Private Placement Notice
The investment opportunities featured on this website are intended exclusively for sophisticated partners and “Accredited Investors” as defined by Rule 501 of Regulation D under the Securities Act of 1933.
These opportunities represent private placements; they have not been registered under the Securities Act of 1933, as amended, or the securities laws of any state or other jurisdiction. Neither the Securities and Exchange Commission (SEC) nor any state securities commission or regulatory authority has approved, passed upon, or endorsed the merits of these offerings or the accuracy or adequacy of the information presented herein.
No Public Offering
The content provided on this website does not constitute an offer to sell or a solicitation of an offer to buy any securities. Such an offer may only be made through a formal Private Placement Memorandum (PPM) or an Operating Agreement, which contains important information about investment objectives, risks, fees, and expenses. Partners should read these documents carefully before making any investment decisions.
No Professional Advice
The information contained on this site is for informational purposes only and does not constitute legal, tax, investment, or financial advice. TerraNova Alliance and its affiliates are not acting as your fiduciary or advisor.
Consultation: We strongly recommend that all prospective partners consult with their own legal counsel, tax advisor, and financial planner to determine the suitability of any investment.
Risk Acknowledgment: Private equity and real estate investments involve a high degree of risk, are illiquid, and are subject to the total loss of principal.
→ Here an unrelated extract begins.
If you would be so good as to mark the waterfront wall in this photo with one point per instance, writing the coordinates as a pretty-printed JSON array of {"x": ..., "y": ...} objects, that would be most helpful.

Past performance is not indicative of future results.
Forward-Looking Statements
Certain information on this website may contain “forward-looking statements.” These are based on current expectations and projections about future events and are subject to change without notice. No representation is made that any projected results or returns will actually be achieved.
Note to User: While this covers the standard SEC/FINRA bases, it is best practice to have your final legal counsel review this text to ensure it aligns with the specific structure of your partnership (e.g., 506(b) vs. 506(c) offerings).